If only he'd been shot before he could form Zwan.
Zombies on the brain. Watching another zombie movie, we try to pinpoint just what it is about zombies that continue to fascinate. As a metaphor, their brains (braaaaaaaaaiiiiiiiiins!) are a blank slate for whatever there is to project upon them, be it director or audience. Depending on the flick --or in the case of George Romero (looking oh so Robert Wyatt as he appears in Dawn of the Dead) which scene-- zombies represent consumer consumption, capitalism, fascism, Red China, anarchy, humanity as a virus. The first word to come to my mind is the inevitablility of them, but with their stagger, they also embody fate, the rot and obsolescence that's built-into every mortal coil. It's a reminder that the body is mere motor, the ever-humming base of all urges and hunger. But maybe zombiedom is a pure state of being, a Nirvana where no thought, no brain (braaaaaaaaaaaiiiiiin!) disturbs the calm waters of death.
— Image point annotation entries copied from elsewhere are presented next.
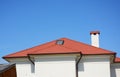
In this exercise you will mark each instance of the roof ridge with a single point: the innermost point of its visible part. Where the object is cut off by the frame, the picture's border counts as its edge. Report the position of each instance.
(89, 45)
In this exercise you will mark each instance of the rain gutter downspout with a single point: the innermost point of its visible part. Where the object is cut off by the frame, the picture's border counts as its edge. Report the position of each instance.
(30, 60)
(77, 64)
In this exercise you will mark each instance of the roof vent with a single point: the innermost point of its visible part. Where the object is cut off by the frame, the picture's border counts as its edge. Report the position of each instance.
(60, 42)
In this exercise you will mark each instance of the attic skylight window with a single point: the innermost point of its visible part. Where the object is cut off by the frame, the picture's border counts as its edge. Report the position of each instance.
(60, 42)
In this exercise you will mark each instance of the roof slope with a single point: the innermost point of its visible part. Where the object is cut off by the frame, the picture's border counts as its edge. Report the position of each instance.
(69, 46)
(4, 67)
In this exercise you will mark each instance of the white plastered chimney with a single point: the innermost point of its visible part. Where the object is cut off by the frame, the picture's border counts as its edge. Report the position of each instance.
(95, 38)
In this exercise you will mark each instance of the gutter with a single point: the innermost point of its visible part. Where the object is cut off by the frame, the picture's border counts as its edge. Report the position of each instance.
(77, 64)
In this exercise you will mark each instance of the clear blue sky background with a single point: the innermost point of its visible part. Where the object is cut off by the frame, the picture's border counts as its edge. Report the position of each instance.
(27, 23)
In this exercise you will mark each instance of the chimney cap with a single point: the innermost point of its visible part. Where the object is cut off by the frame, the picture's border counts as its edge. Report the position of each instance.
(94, 32)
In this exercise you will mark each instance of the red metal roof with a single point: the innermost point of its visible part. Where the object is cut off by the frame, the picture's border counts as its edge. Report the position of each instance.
(69, 46)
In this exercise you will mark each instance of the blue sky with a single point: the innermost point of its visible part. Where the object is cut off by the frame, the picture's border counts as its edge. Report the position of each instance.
(27, 23)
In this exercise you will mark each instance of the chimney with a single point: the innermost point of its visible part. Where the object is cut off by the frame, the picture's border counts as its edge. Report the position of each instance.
(95, 38)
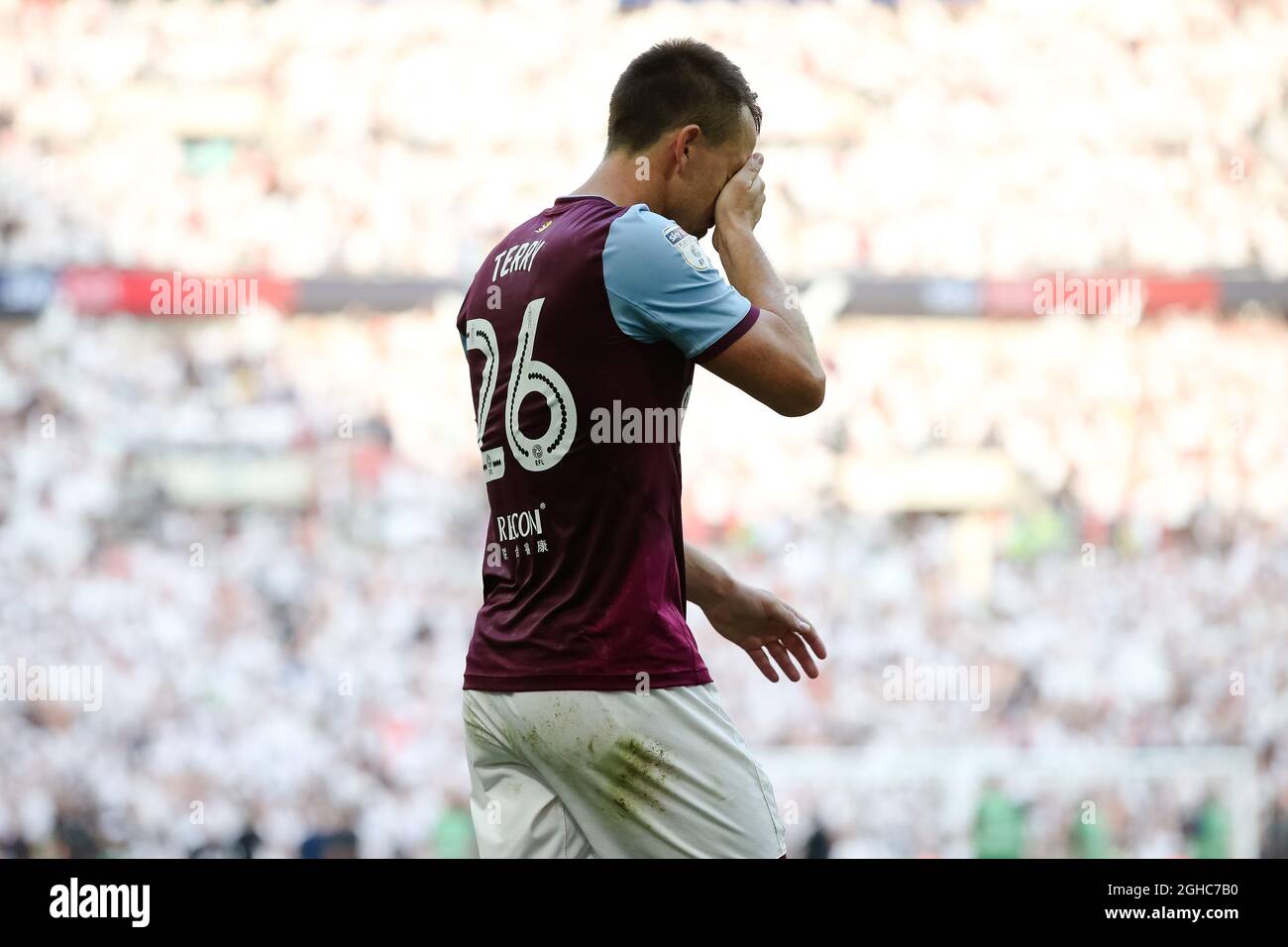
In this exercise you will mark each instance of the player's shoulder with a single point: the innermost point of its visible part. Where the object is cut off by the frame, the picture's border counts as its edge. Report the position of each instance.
(644, 241)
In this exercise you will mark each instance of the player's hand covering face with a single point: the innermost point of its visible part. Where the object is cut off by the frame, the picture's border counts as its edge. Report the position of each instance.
(742, 198)
(765, 626)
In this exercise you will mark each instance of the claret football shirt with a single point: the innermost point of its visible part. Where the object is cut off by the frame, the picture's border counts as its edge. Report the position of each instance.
(581, 330)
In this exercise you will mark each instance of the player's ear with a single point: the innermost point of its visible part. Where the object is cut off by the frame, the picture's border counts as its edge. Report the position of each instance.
(683, 145)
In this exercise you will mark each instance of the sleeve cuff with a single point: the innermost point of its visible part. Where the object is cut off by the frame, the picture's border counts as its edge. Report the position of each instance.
(729, 338)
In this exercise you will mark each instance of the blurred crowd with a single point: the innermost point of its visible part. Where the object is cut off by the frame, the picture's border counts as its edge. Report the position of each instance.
(281, 669)
(267, 532)
(995, 138)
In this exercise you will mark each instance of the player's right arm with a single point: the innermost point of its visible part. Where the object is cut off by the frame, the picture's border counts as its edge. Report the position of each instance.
(774, 361)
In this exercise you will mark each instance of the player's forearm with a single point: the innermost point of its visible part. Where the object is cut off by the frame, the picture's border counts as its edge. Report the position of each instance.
(706, 579)
(751, 273)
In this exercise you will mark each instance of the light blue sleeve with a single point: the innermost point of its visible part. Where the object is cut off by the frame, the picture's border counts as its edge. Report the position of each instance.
(662, 286)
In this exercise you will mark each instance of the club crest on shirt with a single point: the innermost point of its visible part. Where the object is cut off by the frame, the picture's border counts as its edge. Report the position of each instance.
(688, 247)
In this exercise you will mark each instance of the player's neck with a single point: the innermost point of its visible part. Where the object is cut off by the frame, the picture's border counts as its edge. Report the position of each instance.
(625, 180)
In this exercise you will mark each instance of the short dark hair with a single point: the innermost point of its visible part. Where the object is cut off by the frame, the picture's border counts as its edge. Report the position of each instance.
(673, 84)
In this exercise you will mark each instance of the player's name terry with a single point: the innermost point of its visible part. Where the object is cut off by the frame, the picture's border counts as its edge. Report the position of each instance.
(516, 258)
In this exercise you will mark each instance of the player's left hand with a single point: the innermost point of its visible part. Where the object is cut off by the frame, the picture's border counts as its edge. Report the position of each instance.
(758, 621)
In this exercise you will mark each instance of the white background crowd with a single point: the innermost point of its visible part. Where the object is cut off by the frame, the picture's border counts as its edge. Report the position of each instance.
(993, 138)
(268, 531)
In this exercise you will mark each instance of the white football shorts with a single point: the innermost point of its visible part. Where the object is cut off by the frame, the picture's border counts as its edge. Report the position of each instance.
(614, 775)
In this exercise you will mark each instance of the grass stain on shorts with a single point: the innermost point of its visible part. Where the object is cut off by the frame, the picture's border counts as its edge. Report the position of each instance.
(635, 772)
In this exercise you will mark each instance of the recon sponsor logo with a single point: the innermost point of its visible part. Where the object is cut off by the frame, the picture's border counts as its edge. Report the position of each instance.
(519, 525)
Zombies can cover for slovenly make-up, impoverished costume designers, sprained or broken ankles that may take place mid-scene, and of course, it hides bad acting. Really fat zombies never have shirts; they also never have enough undead body paint in the make-up trailer for their hairy backs and bellies either. In Dawn of the Dead, we get nun zombies, Hari Krishna zombies, zombies of all decaying skin colors. Zombies rock hipster beards, lumberjack plaids, polyester, and they're all walking around in the mall, at one with the mannequins. Revealing the zombie to be an everyman, the great proletariat, maybe what entices is the fact that zombies embody true brotherhood, that anyone can be a zombie. Will be a zombie.
Evoked by the unseen primal drums that pound and open up the earth itself, its tribal base is hinted at in Fulci's Zombi, yet the zombie lovers in Paul Morrisey's Flesh for Frankenstein are technological monstrosities on the cutting edge of science (and madness). In computer security, zombies walk right through firewalls. They got the numbers. The pinnacle of absolute horror in any zombie film is when a single one is upon you, those flesh-rending chompers coated with that zombie bacteria on their maggoty blue lips. Descending from above (or else arising from the earth and floorboards), the intimacy between living and dead is finally consummated with that kiss.